$(10\%)$ Using the flow system shown here and applying the large tank approximation, discuss the concepts of the Energy line and the Hydraulic Grade Line. Apply Bernoulli Equation to analyze the flow system at points $1,2,$&$3$ to express an equation for the total energy $H$ at each point. Assume ideal conditions. Your diagram must be neatly presented and fully labeled. The lines must be neatly drawn.

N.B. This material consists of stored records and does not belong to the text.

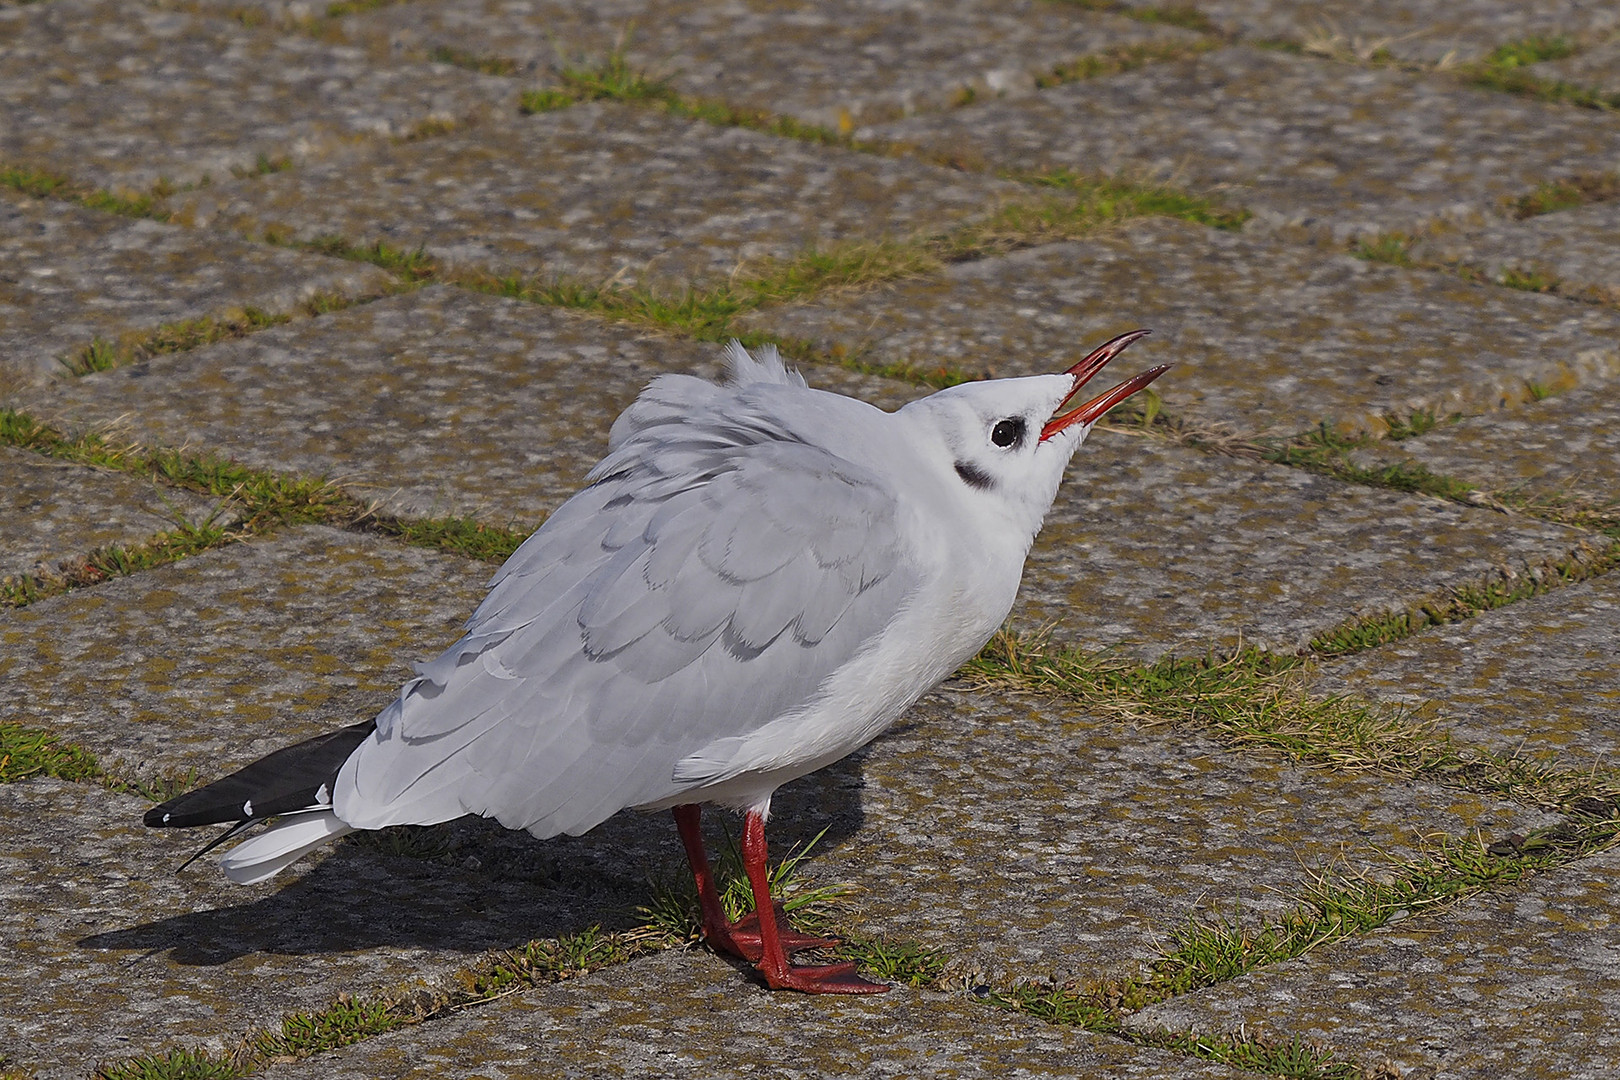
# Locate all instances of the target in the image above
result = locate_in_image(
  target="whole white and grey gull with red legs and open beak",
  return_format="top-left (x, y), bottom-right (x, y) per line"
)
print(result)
top-left (144, 330), bottom-right (1170, 994)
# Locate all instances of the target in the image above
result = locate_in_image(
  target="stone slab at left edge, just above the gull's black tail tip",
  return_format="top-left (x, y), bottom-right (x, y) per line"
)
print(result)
top-left (0, 526), bottom-right (494, 776)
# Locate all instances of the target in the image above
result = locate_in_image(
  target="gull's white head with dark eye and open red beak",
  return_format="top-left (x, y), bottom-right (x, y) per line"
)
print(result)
top-left (901, 330), bottom-right (1170, 539)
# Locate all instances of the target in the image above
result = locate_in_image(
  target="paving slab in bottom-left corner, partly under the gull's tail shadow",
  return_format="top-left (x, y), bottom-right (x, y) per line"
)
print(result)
top-left (0, 779), bottom-right (654, 1080)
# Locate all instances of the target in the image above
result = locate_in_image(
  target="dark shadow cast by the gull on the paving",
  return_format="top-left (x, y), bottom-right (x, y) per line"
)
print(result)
top-left (78, 751), bottom-right (865, 965)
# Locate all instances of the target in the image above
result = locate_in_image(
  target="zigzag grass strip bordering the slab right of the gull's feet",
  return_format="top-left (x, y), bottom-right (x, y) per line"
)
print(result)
top-left (959, 631), bottom-right (1620, 1077)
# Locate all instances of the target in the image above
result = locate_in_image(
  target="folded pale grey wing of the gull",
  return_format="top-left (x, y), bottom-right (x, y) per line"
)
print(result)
top-left (335, 442), bottom-right (917, 836)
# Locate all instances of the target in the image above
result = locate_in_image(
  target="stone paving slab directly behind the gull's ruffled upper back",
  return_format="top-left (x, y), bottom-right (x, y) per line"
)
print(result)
top-left (19, 287), bottom-right (919, 526)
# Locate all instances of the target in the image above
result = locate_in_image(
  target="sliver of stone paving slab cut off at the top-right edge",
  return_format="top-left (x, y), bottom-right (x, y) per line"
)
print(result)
top-left (1126, 0), bottom-right (1620, 62)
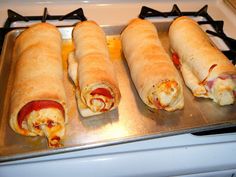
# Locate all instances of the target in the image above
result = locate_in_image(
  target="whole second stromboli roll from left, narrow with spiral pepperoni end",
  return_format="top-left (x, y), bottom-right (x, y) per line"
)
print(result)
top-left (68, 21), bottom-right (120, 117)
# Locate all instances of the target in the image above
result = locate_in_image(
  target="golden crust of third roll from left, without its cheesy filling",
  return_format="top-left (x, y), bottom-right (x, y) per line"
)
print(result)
top-left (121, 19), bottom-right (183, 110)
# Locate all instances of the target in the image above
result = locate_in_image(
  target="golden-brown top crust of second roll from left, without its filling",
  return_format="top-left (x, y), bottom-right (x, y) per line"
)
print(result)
top-left (73, 21), bottom-right (121, 113)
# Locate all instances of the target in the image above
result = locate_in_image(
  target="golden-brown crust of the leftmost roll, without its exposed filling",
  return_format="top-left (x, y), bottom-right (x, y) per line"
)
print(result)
top-left (10, 23), bottom-right (67, 136)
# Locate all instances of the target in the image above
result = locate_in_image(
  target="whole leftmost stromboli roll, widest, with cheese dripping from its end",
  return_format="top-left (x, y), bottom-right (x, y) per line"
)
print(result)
top-left (10, 23), bottom-right (67, 147)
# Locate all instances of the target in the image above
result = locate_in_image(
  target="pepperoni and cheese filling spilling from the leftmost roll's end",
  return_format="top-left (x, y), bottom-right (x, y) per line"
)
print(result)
top-left (17, 100), bottom-right (65, 147)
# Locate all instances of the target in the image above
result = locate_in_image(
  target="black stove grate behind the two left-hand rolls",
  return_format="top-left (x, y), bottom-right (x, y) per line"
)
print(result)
top-left (0, 8), bottom-right (87, 51)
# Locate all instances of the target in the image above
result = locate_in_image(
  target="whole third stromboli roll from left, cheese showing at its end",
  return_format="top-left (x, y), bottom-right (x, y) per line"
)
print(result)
top-left (121, 19), bottom-right (184, 111)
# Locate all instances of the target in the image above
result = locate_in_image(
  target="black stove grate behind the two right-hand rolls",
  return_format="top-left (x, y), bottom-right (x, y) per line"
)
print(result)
top-left (139, 4), bottom-right (236, 64)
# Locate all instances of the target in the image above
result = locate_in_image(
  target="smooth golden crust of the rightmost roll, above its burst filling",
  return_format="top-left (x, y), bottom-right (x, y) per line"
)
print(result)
top-left (169, 16), bottom-right (236, 81)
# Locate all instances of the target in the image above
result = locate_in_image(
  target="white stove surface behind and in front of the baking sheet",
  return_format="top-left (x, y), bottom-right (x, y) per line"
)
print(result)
top-left (0, 0), bottom-right (236, 177)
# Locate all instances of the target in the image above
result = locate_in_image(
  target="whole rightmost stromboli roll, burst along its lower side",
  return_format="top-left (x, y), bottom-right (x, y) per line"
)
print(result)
top-left (169, 16), bottom-right (236, 105)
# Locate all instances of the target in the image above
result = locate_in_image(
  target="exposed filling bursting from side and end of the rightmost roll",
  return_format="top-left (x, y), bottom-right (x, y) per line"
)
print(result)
top-left (172, 52), bottom-right (236, 105)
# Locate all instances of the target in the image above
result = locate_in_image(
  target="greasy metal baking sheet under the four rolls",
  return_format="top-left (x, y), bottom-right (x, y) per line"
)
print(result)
top-left (0, 22), bottom-right (236, 162)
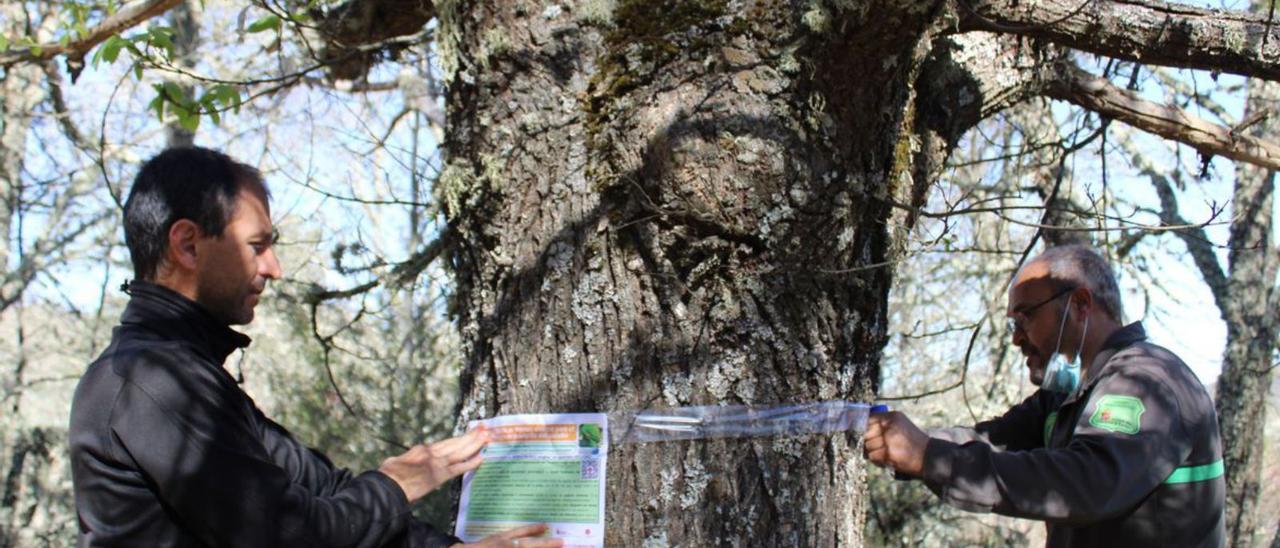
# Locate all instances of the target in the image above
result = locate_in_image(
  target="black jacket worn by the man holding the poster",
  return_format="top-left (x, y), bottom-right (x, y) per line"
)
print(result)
top-left (69, 282), bottom-right (457, 547)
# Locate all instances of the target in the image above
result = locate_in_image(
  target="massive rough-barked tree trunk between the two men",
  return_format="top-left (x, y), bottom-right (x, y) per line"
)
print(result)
top-left (438, 0), bottom-right (929, 545)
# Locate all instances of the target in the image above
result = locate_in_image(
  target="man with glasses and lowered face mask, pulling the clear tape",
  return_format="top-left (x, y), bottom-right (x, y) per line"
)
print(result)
top-left (864, 246), bottom-right (1225, 548)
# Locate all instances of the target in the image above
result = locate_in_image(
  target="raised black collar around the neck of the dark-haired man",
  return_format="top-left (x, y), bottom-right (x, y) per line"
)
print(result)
top-left (120, 280), bottom-right (251, 364)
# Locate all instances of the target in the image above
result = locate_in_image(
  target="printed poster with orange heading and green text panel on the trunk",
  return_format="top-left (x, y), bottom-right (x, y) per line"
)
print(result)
top-left (454, 414), bottom-right (609, 548)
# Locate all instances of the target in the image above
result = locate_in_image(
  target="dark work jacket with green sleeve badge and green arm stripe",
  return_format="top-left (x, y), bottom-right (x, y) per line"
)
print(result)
top-left (924, 323), bottom-right (1225, 548)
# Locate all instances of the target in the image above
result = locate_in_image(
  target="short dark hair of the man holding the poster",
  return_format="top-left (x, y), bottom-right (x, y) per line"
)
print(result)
top-left (124, 146), bottom-right (271, 280)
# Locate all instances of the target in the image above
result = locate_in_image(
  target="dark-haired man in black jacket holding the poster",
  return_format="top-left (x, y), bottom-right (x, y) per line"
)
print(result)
top-left (69, 147), bottom-right (561, 547)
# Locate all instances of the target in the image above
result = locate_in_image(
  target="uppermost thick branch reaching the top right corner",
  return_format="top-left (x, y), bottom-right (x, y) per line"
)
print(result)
top-left (956, 0), bottom-right (1280, 81)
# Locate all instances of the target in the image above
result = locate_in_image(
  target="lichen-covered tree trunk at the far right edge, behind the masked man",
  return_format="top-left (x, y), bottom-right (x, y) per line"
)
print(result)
top-left (1216, 62), bottom-right (1280, 547)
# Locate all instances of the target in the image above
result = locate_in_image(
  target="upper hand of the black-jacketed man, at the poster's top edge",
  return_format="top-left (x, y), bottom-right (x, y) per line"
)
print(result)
top-left (378, 425), bottom-right (489, 504)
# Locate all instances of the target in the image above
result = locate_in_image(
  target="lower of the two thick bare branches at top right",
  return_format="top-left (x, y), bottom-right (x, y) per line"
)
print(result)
top-left (1044, 63), bottom-right (1280, 169)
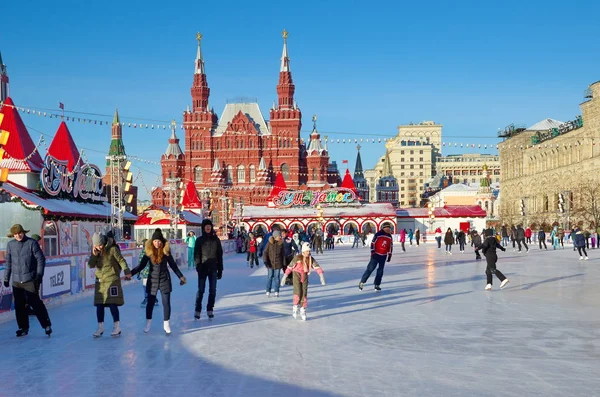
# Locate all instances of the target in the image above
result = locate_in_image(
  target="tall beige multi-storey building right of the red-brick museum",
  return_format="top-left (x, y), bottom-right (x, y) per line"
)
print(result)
top-left (365, 121), bottom-right (442, 207)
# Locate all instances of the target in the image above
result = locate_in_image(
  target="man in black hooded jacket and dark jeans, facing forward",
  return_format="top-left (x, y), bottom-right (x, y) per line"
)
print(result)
top-left (194, 219), bottom-right (223, 320)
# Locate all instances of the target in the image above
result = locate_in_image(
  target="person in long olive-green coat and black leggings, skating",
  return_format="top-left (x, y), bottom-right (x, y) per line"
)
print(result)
top-left (88, 233), bottom-right (131, 338)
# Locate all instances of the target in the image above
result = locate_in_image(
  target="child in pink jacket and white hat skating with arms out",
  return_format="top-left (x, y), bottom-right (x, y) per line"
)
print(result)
top-left (281, 243), bottom-right (325, 321)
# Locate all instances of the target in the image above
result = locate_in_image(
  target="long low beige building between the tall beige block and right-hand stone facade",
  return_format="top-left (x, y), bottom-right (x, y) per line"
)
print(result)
top-left (435, 153), bottom-right (500, 185)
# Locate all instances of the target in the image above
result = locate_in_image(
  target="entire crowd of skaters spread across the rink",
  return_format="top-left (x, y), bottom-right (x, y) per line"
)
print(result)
top-left (4, 219), bottom-right (600, 338)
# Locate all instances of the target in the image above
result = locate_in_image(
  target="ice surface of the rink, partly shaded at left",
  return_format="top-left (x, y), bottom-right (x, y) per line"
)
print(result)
top-left (0, 240), bottom-right (600, 397)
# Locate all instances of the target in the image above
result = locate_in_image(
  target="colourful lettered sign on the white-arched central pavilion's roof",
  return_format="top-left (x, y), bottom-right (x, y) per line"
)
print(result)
top-left (273, 188), bottom-right (358, 208)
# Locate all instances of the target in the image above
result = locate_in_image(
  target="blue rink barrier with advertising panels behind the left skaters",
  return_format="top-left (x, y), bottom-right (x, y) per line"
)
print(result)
top-left (0, 240), bottom-right (236, 323)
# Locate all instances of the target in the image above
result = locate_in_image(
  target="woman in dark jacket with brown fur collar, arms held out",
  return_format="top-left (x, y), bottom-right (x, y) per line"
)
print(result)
top-left (131, 229), bottom-right (187, 335)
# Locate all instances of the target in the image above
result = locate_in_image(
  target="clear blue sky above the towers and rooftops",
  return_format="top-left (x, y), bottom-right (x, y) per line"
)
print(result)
top-left (0, 0), bottom-right (600, 198)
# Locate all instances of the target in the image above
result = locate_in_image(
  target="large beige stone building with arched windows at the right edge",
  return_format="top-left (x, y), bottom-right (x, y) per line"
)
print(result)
top-left (498, 82), bottom-right (600, 228)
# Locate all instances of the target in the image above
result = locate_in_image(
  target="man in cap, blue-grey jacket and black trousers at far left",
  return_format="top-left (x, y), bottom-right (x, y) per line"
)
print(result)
top-left (4, 224), bottom-right (52, 338)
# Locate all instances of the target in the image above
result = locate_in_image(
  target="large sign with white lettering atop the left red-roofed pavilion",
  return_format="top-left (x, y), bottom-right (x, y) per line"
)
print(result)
top-left (40, 156), bottom-right (108, 201)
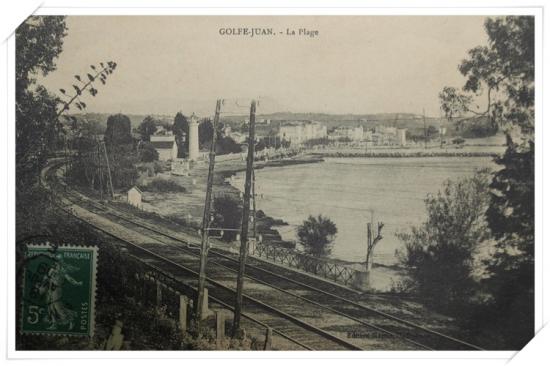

$(10\%)$ Air flows to a stationary rectangular board with a certain upstream velocity $V_0$ and pressure po$.$ Using a neatly sketched and well$-$labeled diagram of the flow streamlines incident on the board, discuss the concepts of the stagnation point and the stagnation pressure. Apply Bernoulli equation to the system to develop the relevant equation applicable to the system.

$(30\%)$ With the aid of a well$-$labeled and neatly sketched control volume, apply the Reynolds Transport Theorem to obtain the following governing equations in their basic forms: Provide a step$-$by$-$step derivation and state the reason$($s$)$ for the elimination of any term or variable. No jumps!

$3($a$)(10\%)$ The conservation of mass equation for a fixed, non$-$deforming control volume.

$3($b$)(10\%)$ The equation of linear momentum for a fixed, non$-$deforming control volume.

$3($c$)(10\%)$ The conservation of energy equation for a fixed, non$-$deforming control volume.